Statistical etymology: A Votic example

I have last Friday picked up a dictionary of the Mahu dialect of Eastern Votic (Castreanianumin toimitteita 27, 1986), based on Lauri Kettunen’s collections from about a hundred years ago. [1]

This is not a particularly huge book, with only about 150 pages of lexical data, set in a relatively large monotype font, too. It probably won’t be of much use if one wished to e.g. translate Firefox into Votic. Its usability as tourist dictionary might be limited as well (even if we ignore the sad fact that Votic is hard moribund, with only some dozens of speakers left). But it seems like a good reference for a linguist wishing to make some contact with the language. Or: a handy unit of data for a linguist wishing to understand the lexical structure of languages.

The lexicons of natural languages are not random in their makeup. Phonemes have differing frequencies of occurrence in different positions of words; and different tendencies of combining with each other. And although one can certainly find linguists who will attempt to offer explanations in terms of elaborate synchronic phonological constraints and preferences, I find this a fundamentally flawed approach. [2] Much more often, any patterns evident in the lexicon are best understood as the fossilized results of historical processes: sound changes, loanword strata and evolving standards of sound-symbolic conventions. The study of a language’s lexicon even at a single point in time will likely turn up insights into its history.

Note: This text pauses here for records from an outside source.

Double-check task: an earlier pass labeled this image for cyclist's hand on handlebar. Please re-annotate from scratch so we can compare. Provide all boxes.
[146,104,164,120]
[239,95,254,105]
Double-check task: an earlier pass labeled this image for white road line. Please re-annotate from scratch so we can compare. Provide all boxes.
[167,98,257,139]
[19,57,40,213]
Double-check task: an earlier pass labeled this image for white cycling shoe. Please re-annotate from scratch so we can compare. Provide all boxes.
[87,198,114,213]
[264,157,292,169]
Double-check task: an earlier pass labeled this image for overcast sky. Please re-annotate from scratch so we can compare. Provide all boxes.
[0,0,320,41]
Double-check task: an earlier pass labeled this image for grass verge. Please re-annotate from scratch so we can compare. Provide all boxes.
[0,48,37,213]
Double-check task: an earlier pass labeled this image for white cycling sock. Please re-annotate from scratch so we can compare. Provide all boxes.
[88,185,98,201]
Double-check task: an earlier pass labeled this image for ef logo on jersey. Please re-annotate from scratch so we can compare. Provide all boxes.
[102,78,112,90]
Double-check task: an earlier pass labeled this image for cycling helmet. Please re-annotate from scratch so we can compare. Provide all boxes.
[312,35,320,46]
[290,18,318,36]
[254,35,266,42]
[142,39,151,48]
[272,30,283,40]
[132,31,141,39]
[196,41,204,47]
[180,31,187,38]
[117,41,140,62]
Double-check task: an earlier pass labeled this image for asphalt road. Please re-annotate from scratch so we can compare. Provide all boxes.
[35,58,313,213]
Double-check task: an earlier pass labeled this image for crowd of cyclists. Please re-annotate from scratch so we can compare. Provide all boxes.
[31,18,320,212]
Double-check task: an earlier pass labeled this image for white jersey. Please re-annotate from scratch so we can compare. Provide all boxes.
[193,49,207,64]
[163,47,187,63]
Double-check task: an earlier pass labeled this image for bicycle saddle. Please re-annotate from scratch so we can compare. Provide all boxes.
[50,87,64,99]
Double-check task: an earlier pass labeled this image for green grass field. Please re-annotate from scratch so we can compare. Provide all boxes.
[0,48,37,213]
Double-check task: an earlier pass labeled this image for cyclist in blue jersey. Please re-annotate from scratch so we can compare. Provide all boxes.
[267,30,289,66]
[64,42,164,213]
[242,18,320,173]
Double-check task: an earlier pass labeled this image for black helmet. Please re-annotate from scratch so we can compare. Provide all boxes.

For this type of analysis, this Votic dictionary actually seems like a rather good sample size. The lexicon of any major literary language would be both overwhelming in size (possibly thousands of pages); as well as swamped with recent cultural loanwords (if you happen to find a word shaped approx. like /banana/ or /platinum/ in a given language, this will not tell you much about its prehistory). Neither of these problems is apparent here, and it’s possible to focus on the big picture without getting stuck on data wrangling. On the other end, a simpler list yet of say 100 words, whether artificially truncated or recorded in passing in 1820 from some now-extinct language, would not allow for many statistically significant conclusions at all.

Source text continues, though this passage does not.